Le lancement du processus visant à déterminer l’éligibilité de la Mauritanie au Programme de Prévention et de Résilience marque une étape stratégique majeure, témoignant de la confiance croissante à l’échelle internationale dans le modèle national axé sur la stabilité, la prévention et le renforcement de la cohésion sociale.

Ce mardi 19 mai 2026, dans la salle de réunion du ministère de l’Économie et du Développement à Nouakchott, le Secrétaire général du ministère, M. Yaacoub Ould Ahmed Aicha, a officiellement annoncé le démarrage de cette initiative, en partenariat avec la Banque mondiale et grâce à un financement de l’Association internationale de développement. La cérémonie s’est tenue en présence du Coordinateur des Nations Unies en Mauritanie, des représentants du Programme des Nations Unies pour le développement, de l’Organisation internationale pour les migrations, du Fonds des Nations Unies pour la population, ainsi que de plusieurs partenaires bilatéraux, techniques et financiers.

Le responsable a précisé que cette coopération pourrait permettre à la Mauritanie de bénéficier d’un appui financier pouvant atteindre 219 millions de dollars américains, répartis sur les exercices 2026, 2027 et 2028, sous réserve de la réalisation de résultats tangibles et durables.

Il a également souligné que ce programme résulte d’un effort conjoint entre le gouvernement mauritanien et les équipes de la Banque mondiale.

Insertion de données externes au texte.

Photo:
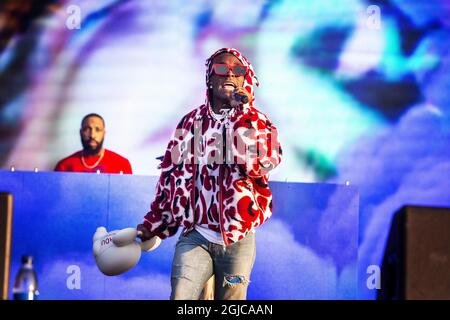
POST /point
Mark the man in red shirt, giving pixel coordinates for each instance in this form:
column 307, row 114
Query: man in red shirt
column 94, row 157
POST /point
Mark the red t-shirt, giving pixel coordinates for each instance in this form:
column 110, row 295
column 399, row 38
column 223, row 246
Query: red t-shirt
column 111, row 163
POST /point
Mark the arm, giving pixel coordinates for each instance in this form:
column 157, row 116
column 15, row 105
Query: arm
column 159, row 221
column 257, row 149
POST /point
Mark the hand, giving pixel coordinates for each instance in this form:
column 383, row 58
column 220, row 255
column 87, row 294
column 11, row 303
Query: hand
column 143, row 233
column 240, row 91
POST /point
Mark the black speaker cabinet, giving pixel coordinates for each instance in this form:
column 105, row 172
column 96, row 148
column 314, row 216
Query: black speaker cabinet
column 416, row 263
column 6, row 203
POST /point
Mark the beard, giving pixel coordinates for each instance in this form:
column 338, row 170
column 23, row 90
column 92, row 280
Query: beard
column 90, row 150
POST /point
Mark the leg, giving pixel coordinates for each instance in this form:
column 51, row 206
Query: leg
column 191, row 267
column 208, row 290
column 232, row 269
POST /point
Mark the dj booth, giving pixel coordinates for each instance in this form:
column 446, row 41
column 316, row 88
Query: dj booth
column 308, row 249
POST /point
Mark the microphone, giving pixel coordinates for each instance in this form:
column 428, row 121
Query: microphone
column 241, row 98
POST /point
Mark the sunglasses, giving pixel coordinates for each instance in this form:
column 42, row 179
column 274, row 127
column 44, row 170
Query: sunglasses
column 222, row 69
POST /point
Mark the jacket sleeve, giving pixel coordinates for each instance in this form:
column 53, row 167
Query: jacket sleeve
column 160, row 220
column 257, row 149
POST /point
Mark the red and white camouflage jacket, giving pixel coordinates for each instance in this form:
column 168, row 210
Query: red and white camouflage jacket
column 230, row 159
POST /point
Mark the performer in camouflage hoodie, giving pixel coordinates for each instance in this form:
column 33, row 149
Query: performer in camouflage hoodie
column 214, row 183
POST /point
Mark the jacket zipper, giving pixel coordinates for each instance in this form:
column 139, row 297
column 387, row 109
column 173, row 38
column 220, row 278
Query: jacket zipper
column 221, row 168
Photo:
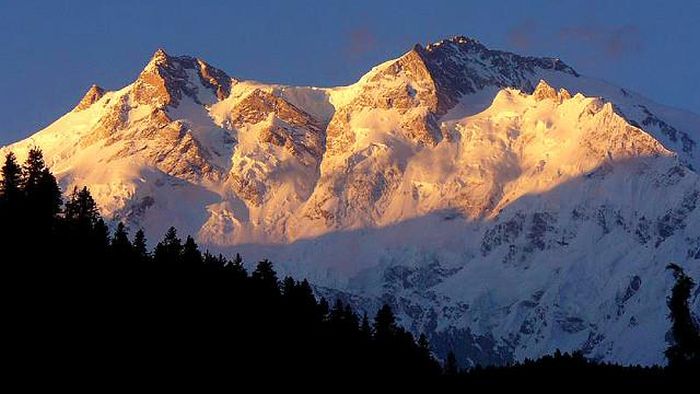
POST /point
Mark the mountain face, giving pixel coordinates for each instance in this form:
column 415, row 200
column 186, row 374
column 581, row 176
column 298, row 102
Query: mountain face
column 504, row 205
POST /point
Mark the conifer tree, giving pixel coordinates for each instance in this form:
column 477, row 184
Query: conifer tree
column 10, row 187
column 169, row 250
column 236, row 266
column 265, row 277
column 190, row 252
column 81, row 209
column 365, row 327
column 451, row 368
column 121, row 248
column 41, row 193
column 384, row 323
column 684, row 353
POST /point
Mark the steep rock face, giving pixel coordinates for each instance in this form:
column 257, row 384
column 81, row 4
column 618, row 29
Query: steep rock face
column 496, row 211
column 166, row 79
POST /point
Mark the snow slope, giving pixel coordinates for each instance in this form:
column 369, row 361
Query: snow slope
column 504, row 205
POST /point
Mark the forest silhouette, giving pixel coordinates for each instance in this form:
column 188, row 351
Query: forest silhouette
column 86, row 304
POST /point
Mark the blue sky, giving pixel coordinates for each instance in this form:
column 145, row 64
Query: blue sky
column 51, row 51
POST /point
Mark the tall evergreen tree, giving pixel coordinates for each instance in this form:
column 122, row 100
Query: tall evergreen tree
column 10, row 186
column 121, row 248
column 265, row 277
column 451, row 367
column 685, row 349
column 140, row 246
column 81, row 209
column 190, row 252
column 236, row 266
column 384, row 323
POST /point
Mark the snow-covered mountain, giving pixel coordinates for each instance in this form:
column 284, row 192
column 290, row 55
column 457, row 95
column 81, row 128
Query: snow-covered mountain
column 505, row 205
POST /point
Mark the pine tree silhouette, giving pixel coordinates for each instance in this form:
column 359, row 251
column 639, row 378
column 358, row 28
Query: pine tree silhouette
column 141, row 247
column 190, row 253
column 684, row 353
column 121, row 248
column 10, row 187
column 169, row 250
column 451, row 368
column 42, row 194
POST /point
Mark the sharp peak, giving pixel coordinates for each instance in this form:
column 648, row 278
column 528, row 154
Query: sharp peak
column 160, row 56
column 459, row 40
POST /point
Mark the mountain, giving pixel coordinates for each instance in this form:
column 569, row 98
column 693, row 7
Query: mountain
column 504, row 205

Il constitue une reconnaissance internationale de la vision de développement portée par le programme du Président de la République, M. Mohamed Ould Cheikh El Ghazouani, intitulé « Mon ambition pour la Nation », qui repose sur la stabilité, la solidarité nationale et le développement inclusif.

Le Secrétaire général a insisté sur le choix du gouvernement mauritanien d’adopter une approche préventive et proactive, considérée comme la voie la plus efficace et humaine pour assurer un développement durable et équitable, en particulier dans un contexte régional confronté à de nombreux défis.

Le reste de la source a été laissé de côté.